February 21, 1998|By Kate Shatzkin | Kate Shatzkin,SUN STAFF
A city prisoner was released by mistake from Baltimore's Central Booking and Intake Center yesterday, the fifth inmate to go free in error in as many months from a state-run jail or prison.
Prison officials said yesterday that Antonio Willingham, 27, -- who turned himself in hours after the mistake was discovered -- was set free because information on a pending charge had not been transferred from a high-tech booking computer to a separate system at the jail.
In November, officials said they were taking steps to prevent such mistakes after four inmates were freed in error. Leonard A. Sipes Jr., spokesman for the state Department of Public Safety and Correctional Services, which runs the center, said yesterday that despite the hiring of 10 data-entry workers and four supervisors to speed up processing, more needs to be done.
"The manual system, the old jail system, has got to catch up to a state-of-the-art system," Sipes said. "We're processing massive numbers of offenders, unexpected numbers of offenders. The numbers of warrants are totally unexpected."
Willingham, of the 4600 block of Pen Lucy Road in Southwest Baltimore, said he was arrested Wednesday afternoon at his probation agent's office and charged with violating the terms of his probation on a stalking charge.

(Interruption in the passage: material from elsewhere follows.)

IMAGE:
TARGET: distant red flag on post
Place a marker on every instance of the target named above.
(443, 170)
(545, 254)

Steven E. Engelman, who runs Professional Bail Bonds Inc., said his company posted Willingham's preset $5,000 bail on that charge Thursday. But Willingham also had an outstanding warrant charging him with second-degree assault. He saw a court commissioner at central booking, who set a separate bail of $15,000. Because that bond hadn't been posted, Willingham went to a cell.

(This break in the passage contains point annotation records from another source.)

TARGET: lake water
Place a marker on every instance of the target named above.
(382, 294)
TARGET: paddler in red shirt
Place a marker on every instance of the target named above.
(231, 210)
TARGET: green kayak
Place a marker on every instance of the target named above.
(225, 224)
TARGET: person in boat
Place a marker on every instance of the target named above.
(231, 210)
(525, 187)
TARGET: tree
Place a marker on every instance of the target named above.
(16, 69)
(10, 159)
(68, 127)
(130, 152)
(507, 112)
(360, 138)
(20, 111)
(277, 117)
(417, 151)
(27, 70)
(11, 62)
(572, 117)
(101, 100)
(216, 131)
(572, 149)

About 3 a.m. Friday, Willingham said, a correctional officer told him he was free to go. He thought the second bail had been posted and said he didn't learn it had not until he got home, about 4 a.m.
"It's a shock and a surprise to me that they released me," Willingham said in a telephone interview before turning himself in. "I don't want this hanging over my head, because this is not my fault."
Willingham posted the second bail yesterday afternoon and, after a short meeting with jail officials, was released again -- this time properly, Engelman said.
Sipes said Stuart O. Simms, the state secretary of public safety, had called an emergency meeting with booking center officials this morning.